In this view, I have been interested in developing a process-based approach towards eye drawing: a method that develops from a personal exploration of drawing with the eyes with the technology. The interest in the eye-tracker does not lie within its scientific methodologies, but the device is instead employed as a metaphor that co-authors and co-creates the process of drawing. This becomes very interesting on the level of context and also triggers the wide involvement of other technologies such as software concerning visual scripting/algorithms, drawing with data and printing technologies among others. Therefore, my projects that concern digital art making, also revolve around concepts of interpretation and re-interpretation.

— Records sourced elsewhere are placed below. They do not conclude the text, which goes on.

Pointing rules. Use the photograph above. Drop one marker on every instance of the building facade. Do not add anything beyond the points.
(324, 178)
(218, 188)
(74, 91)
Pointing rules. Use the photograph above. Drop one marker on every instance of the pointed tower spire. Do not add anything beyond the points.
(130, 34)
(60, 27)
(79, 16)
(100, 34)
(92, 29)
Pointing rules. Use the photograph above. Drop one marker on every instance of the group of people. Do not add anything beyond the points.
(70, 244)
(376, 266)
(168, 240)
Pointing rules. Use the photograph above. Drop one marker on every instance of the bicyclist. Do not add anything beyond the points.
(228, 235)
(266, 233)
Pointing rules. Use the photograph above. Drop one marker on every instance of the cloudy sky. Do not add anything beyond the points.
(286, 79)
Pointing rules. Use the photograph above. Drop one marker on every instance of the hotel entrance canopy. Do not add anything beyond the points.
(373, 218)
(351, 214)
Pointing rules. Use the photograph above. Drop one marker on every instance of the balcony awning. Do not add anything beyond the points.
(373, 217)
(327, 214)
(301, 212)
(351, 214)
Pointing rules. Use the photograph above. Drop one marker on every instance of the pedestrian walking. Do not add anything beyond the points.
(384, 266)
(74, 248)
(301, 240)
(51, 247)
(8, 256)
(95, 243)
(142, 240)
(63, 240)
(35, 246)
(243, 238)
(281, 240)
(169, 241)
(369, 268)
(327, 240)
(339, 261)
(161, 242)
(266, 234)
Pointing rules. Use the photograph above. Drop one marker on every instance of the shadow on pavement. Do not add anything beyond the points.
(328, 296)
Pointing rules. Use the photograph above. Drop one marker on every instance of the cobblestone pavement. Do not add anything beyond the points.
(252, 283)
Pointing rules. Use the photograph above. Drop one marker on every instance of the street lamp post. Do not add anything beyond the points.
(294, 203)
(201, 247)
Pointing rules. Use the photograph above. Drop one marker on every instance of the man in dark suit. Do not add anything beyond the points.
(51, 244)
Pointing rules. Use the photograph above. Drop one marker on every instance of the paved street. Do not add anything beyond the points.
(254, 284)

Id-Dgħajjes tal-Fidili (n. 5), 2021 (video loop)
56 x 24 x 3cm
An eye-drawing of a ship graffito from the 1500s, pen-plotted on a local slab of the globigerina limestone.
The ship graffiti were historically drawn as ex-voto on the facades of several chapels around the island of Malta. This one in particular comes from the facade of a chapel found at Wied Qirda, Żebbuġ.
Eye-tracker, globigerina limestone, pen-plotter,
Doodling with the eyes while staring at the ceiling, 2021 (video loop)
The project forms part of an ongoing research concerning the embodied processes when drawing/doodling with my eyes and an eye-tracker. In this case, I was lying on my bed while doodling with my eyes across my bedroom ceiling.
Eye-tracker, 3D scan, 3D software.
Eye drawing while cooking, 2021 (video loop)
The project forms part of an ongoing research concerning the embodied processes when drawing/doodling with my eyes and an eye-tracker. In this case, I was doodling with my eyes across my kitchen space while cooking.
Eye-tracker, 3D scan, 3D software
Eye drawing at Castille Square, 2021 (projected video loop)
Superimposed eye-drawings of the adjacent Auberge de Castille and St. James Cavalier at Castille Square, Valletta. The eye drawing practice happened at Castille Square, visible through the following.